個人力で勝負したいものの、人の目が気になって一歩が踏み出せていない方もいるでしょう。そんな方には、「ちょっとグレてみたら」と伝えたいですね。普段まずやらないことをやってみる。メイクや髪の色を変えるとか、それくらいのことでいいんです。「上司や同僚に嫌われるかもしれない」と心配するかもしれません。ですが、実際に行動を変えてみると、たいして周囲への影響はないと気づくはずです。

起きもしない未来に対して、「~かもしれない思考」で生きていると、人生をムダにしてしまう。まずは何でも試してみるのが大人のグレ方です。

自分の憧れているものに「探究心」をもつ

自分の「Being」を大事にしたいけれども、現実には周囲の期待や世間の「こうあるべき」にとらわれ、それをあたかも自分の「Being」だとしてキャリアを歩んでいる――。そんな状況にある方でも本来の「Being」に気づき、自分をアップデートしていくためにどうすればいいか。

澤円氏

1つは、自分が憧れているものに「探究心」をもつことです。憧れている人がいたら、なぜその人に憧れているのかを具体的に分解して、言語化するといいでしょう。

よくロールモデルが見つからないという人がいますよね。それは「自分と職種や世代が近い人のほうがいい」などと、勝手に候補を絞っている場合が多いから。ロールモデルは歴史上の人物でもいいし、実在した人でなくてもいいんです。

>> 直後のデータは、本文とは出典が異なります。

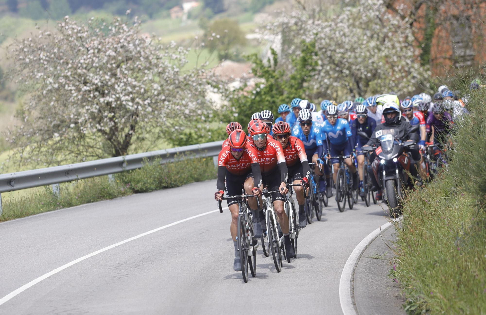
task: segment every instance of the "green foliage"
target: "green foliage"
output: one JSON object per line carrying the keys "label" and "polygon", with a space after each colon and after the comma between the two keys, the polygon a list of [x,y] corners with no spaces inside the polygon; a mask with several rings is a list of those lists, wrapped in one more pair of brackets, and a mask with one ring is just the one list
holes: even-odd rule
{"label": "green foliage", "polygon": [[40,20],[47,18],[47,13],[37,0],[27,2],[27,5],[18,10],[21,16],[29,17],[33,20]]}
{"label": "green foliage", "polygon": [[113,181],[104,176],[61,184],[58,197],[52,194],[51,186],[45,186],[35,189],[26,196],[5,198],[0,221],[133,193],[177,187],[213,179],[215,174],[210,158],[187,159],[162,165],[159,160],[155,160],[139,170],[117,174]]}
{"label": "green foliage", "polygon": [[60,20],[66,16],[71,14],[71,8],[68,0],[52,0],[49,6],[51,18]]}
{"label": "green foliage", "polygon": [[257,54],[249,56],[248,60],[253,64],[252,73],[264,82],[257,83],[251,93],[245,91],[246,86],[230,93],[228,107],[231,110],[227,113],[229,117],[226,120],[233,120],[236,115],[238,122],[246,126],[253,113],[263,109],[276,112],[280,104],[290,104],[293,99],[307,95],[309,88],[306,83],[311,79],[310,74],[317,65],[314,58],[317,52],[313,41],[302,42],[301,47],[299,56],[292,60],[295,70],[290,74],[279,68],[278,56],[273,49],[273,59],[269,58],[266,63]]}
{"label": "green foliage", "polygon": [[207,47],[217,52],[220,60],[231,59],[234,52],[232,48],[246,43],[244,32],[240,29],[238,22],[228,18],[216,20],[208,25],[204,36]]}
{"label": "green foliage", "polygon": [[256,13],[274,2],[275,0],[251,0],[249,8],[251,12]]}
{"label": "green foliage", "polygon": [[397,225],[395,275],[410,314],[479,314],[486,309],[486,89],[469,91],[472,114],[459,120],[447,171],[405,199]]}
{"label": "green foliage", "polygon": [[221,13],[225,11],[225,3],[223,0],[205,0],[204,5],[211,9],[215,14]]}

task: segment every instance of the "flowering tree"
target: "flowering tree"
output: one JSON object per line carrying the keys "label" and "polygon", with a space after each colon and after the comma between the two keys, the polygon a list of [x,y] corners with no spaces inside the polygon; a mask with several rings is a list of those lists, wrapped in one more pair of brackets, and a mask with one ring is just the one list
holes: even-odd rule
{"label": "flowering tree", "polygon": [[266,28],[266,32],[282,34],[284,58],[299,53],[302,39],[315,41],[318,64],[311,84],[316,96],[406,94],[427,79],[428,69],[417,60],[406,21],[391,14],[382,0],[347,4],[330,18],[300,5]]}
{"label": "flowering tree", "polygon": [[13,73],[26,89],[21,125],[7,137],[31,161],[46,164],[122,156],[204,119],[203,70],[181,71],[187,50],[142,36],[140,23],[109,26],[66,16],[10,47]]}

僕のロールモデルといえば、ルパン三世。けれんみがないし、自分の欲望にバカ正直に生きていて、それでいて利他的でもある。仕事観におけるロールモデルは、『007』シリーズに出てくるQや『バットマン』のアルフレッドのような、凄腕エンジニア。彼らに憧れてプログラマーになったくらいですから。彼らはたとえ目立たなくても重要な役割を果たし、主人公たちの活躍を支えていた。そういう存在への憧れがあり、自分のBeingを下支えしてくれていました。こんなふうに、自分が憧れている人の要素を思い切り受け入れ、取り入れていくことをおすすめします。